Biden Administration Threatens to Sue Abbott If He Shuts Down Tax Payer Funded Shelters

CNN/Stylemagazine.com Newswire | 6/11/2021, 1:39 p.m.
The Biden administration is threatening to sue Texas over Gov. Greg Abbott’s bid to yank the state-issue licenses of any …
Texas Gov. Greg Abbott instructed officials last week to pull the state licenses of any shelter or foster care facility that houses unaccompanied migrant children

The Biden administration is threatening to sue Texas over Gov. Greg Abbott’s bid to yank the state-issued licenses of any shelter or facility that houses unaccompanied migrant children.

In a disaster declaration issued on Memorial Day, the Republican governor instructed officials to terminate the state licenses of shelter and foster care facilities that housed migrant children who are in the custody of the federal government.

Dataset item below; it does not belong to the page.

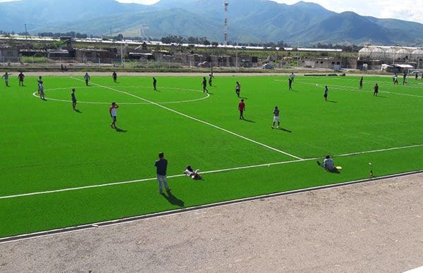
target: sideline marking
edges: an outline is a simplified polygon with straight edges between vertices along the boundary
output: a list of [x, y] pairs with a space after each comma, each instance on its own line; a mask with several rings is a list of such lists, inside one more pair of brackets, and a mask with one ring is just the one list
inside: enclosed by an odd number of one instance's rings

In the wake of that directive, officials instructed shelters caring for migrant children to end those operations by Aug. 30.

The move was a significant escalation of Texas’ fight against the Biden administration on immigration-related issues. It threatened to result in the closure of shelter facilities and disrupt the system that cares for and houses migrant children – potentially forcing the government to move the kids to facilities that are not designed to hold minors for extended periods of time.

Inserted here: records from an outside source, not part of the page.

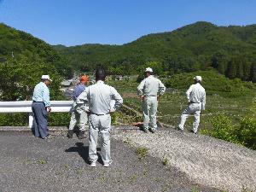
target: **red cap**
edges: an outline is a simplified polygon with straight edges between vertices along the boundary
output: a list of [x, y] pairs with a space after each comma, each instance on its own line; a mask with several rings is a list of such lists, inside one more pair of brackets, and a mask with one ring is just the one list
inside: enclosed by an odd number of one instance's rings
[[85, 83], [87, 83], [88, 80], [89, 80], [89, 78], [88, 78], [88, 76], [86, 76], [86, 75], [82, 75], [81, 78], [80, 78], [80, 81], [81, 81], [81, 82], [85, 82]]

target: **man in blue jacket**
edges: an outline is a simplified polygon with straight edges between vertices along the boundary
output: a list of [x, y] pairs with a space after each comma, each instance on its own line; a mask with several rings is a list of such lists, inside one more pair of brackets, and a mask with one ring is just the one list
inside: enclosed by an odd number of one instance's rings
[[41, 82], [35, 86], [32, 109], [34, 114], [32, 127], [35, 131], [35, 137], [43, 139], [50, 137], [47, 129], [48, 113], [51, 111], [49, 103], [49, 85], [52, 81], [49, 75], [43, 75]]

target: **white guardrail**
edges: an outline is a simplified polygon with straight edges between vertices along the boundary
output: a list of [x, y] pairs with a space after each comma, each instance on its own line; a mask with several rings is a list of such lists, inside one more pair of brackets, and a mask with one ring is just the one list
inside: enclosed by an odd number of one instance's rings
[[[73, 106], [73, 101], [51, 101], [51, 113], [70, 112]], [[31, 128], [33, 122], [33, 113], [32, 111], [32, 101], [20, 102], [0, 102], [0, 113], [28, 113], [28, 125]]]

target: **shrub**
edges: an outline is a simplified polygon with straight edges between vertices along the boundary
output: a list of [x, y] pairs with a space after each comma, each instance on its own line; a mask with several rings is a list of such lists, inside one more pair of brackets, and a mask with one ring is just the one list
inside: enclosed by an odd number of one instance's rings
[[201, 133], [211, 137], [241, 144], [247, 148], [256, 149], [256, 120], [246, 117], [239, 125], [232, 125], [229, 117], [219, 114], [210, 119], [212, 129], [201, 131]]
[[239, 129], [236, 131], [239, 142], [244, 146], [256, 149], [256, 120], [246, 117], [241, 119]]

The law requires migrant children who cross the border alone to be moved out of Customs and Border Protection facilities within three days and into the care of the Department of Health and Human Services’ Office of Refugee Resettlement, or ORR. The agency houses the children in state-licensed care facilities as local officials vet sponsors already in the U.S. to release the children to – a process that takes on average about a month, but can be longer.

Fifty-two such state-licensed shelters in Texas house thousands of migrant children.

HHS threatened to take legal action against the state if it did not stop its effort to pull the shelter licenses, HHS Deputy General Counsel Paul Rodriguex warned in a letter sent Monday night to Abbott, Texas Deputy Secretary of State Jose Esparza and Cecile Erwin Young, the commissioner of the Texas Health and Human Services Commission.

“ORR operates 52 state-licensed facilities in Texas, which comprise a significant portion of ORR’s total operational footprint, and represent an indispensable component of the Federal immigration system. If interpreted to reach ORR’s network of grantee-facilities in Texas, the May 31 Proclamation would be a direct attack on this system,” the letter says.

Rodriguez gave officials until Friday to clarify whether they intended to make an exception to the directive for shelters overseen by ORR.

Abbott’s order instructed officials to pull the licenses of facilities that care for migrant children in the U.S. unlawfully, and Rodriguez argued in his letter that the U.S. government does not consider children in ORR care to be unlawfully present under immigration law.